Dear Mayor Wharton and Members of the Memphis City Council,
If the definition of insanity is doing the same thing over and over again while expecting a different result, the City of Memphis’ suburban annexation habit is the ideal illustration. Appropriating land farther and farther away from Memphis’ traditional urban core over the last fifty years has dramatically expanded the city’s physical footprint while its population dwindled.
The results is a downward spiral that makes our parks and neighborhoods more dangerous, dirty, and blighted. Our streets, public facilities, and other crucial infrastructure literally crumble for lack of attention.
We need you to take strong and immediate steps to repair and repopulate our older core city neighborhoods. The Crosstown Development Project can do exactly that. The renovation of the iconic Sears Crosstown building, located between Midtown and Downtown, will create 875 new jobs that will add $37 million in wages into our economy every year.
The building itself will be home to health clinics, wellness facilities, a free public high school, and numerous creative resources. It will also house 240 apartments in a range of market values, boosting the population of this deeply disinvested neighborhood by hundreds of residents.

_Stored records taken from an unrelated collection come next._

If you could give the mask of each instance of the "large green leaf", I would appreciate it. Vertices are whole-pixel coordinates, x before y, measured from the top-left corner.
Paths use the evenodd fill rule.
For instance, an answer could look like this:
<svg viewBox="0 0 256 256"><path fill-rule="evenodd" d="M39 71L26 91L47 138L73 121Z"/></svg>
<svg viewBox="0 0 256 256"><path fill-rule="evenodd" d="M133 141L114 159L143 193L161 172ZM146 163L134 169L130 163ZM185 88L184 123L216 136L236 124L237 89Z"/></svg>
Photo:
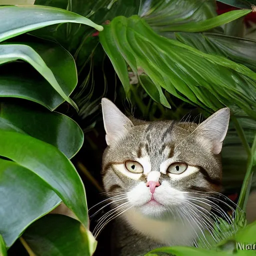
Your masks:
<svg viewBox="0 0 256 256"><path fill-rule="evenodd" d="M204 52L226 57L256 71L256 42L214 33L164 33Z"/></svg>
<svg viewBox="0 0 256 256"><path fill-rule="evenodd" d="M235 103L256 118L256 74L246 66L159 36L138 16L116 17L100 38L112 62L112 52L118 52L132 68L136 64L134 69L141 67L156 86L181 100L212 110ZM120 78L127 75L115 68Z"/></svg>
<svg viewBox="0 0 256 256"><path fill-rule="evenodd" d="M250 14L251 10L236 10L228 12L224 14L214 17L206 20L190 22L189 23L180 24L164 24L154 26L154 30L159 32L166 31L184 31L186 32L202 32L232 22L240 17Z"/></svg>
<svg viewBox="0 0 256 256"><path fill-rule="evenodd" d="M22 60L32 65L64 100L78 110L76 104L65 94L50 69L32 48L24 44L0 45L0 60L2 60L2 64L16 60ZM0 96L6 96L4 92Z"/></svg>
<svg viewBox="0 0 256 256"><path fill-rule="evenodd" d="M256 134L256 122L248 118L248 116L239 117L239 112L235 112L235 114L238 116L238 120L251 146ZM240 189L246 170L248 155L232 120L230 123L228 134L224 140L222 156L224 188L227 190ZM256 177L254 180L255 178Z"/></svg>
<svg viewBox="0 0 256 256"><path fill-rule="evenodd" d="M200 248L195 248L194 247L186 247L186 246L172 246L172 247L162 247L158 249L155 249L148 254L145 256L148 256L152 252L166 252L176 256L226 256L228 254L225 252L216 252L216 250L208 250L206 249L202 249Z"/></svg>
<svg viewBox="0 0 256 256"><path fill-rule="evenodd" d="M236 234L236 240L241 244L256 244L256 222L247 225Z"/></svg>
<svg viewBox="0 0 256 256"><path fill-rule="evenodd" d="M10 247L30 224L61 200L30 170L2 159L0 163L0 234Z"/></svg>
<svg viewBox="0 0 256 256"><path fill-rule="evenodd" d="M0 234L0 255L1 256L7 256L6 244L2 236Z"/></svg>
<svg viewBox="0 0 256 256"><path fill-rule="evenodd" d="M32 42L30 40L20 44L26 44L25 48L28 46L26 48L33 48L40 55L66 95L69 96L77 83L76 64L72 56L56 44L34 38L35 42ZM2 65L0 73L0 96L26 98L50 110L54 110L64 102L54 88L26 62Z"/></svg>
<svg viewBox="0 0 256 256"><path fill-rule="evenodd" d="M26 134L0 130L0 156L47 183L84 225L88 224L84 184L74 167L55 146Z"/></svg>
<svg viewBox="0 0 256 256"><path fill-rule="evenodd" d="M255 0L217 0L217 1L241 8L250 9L252 6L256 4Z"/></svg>
<svg viewBox="0 0 256 256"><path fill-rule="evenodd" d="M46 26L67 22L84 24L100 31L103 29L85 17L58 8L36 5L2 6L0 42Z"/></svg>
<svg viewBox="0 0 256 256"><path fill-rule="evenodd" d="M177 8L178 6L178 8ZM152 28L201 22L217 16L214 0L141 1L138 15Z"/></svg>
<svg viewBox="0 0 256 256"><path fill-rule="evenodd" d="M91 256L96 245L90 232L78 222L55 214L32 224L22 238L37 256Z"/></svg>
<svg viewBox="0 0 256 256"><path fill-rule="evenodd" d="M76 122L34 104L2 102L0 117L0 129L27 134L52 144L69 158L82 145L84 133Z"/></svg>

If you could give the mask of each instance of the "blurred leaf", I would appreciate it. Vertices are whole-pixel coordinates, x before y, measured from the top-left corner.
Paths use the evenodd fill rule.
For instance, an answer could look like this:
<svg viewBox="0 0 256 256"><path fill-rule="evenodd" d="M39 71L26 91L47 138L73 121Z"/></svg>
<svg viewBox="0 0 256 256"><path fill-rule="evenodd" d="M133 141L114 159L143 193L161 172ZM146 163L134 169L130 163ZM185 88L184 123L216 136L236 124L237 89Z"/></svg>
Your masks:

If the City of Memphis agrees to a $15 million investment – less than 10% of the total redevelopment cost – to address some crucial blight abatement and infrastructure needs, over $150 million in private capital stands ready to begin construction on the Sears building before the end of the year.
Our community needs these good jobs. This neighborhood needs the healthcare, educational, and creative resources that the building will provide. Our city needs to transform this dangerous, derelict symbol of blight into a vibrant, reborn vertical urban village that will serve and benefit all Memphians.
Please let me know that I can count on your support. Thank you,
(Your name)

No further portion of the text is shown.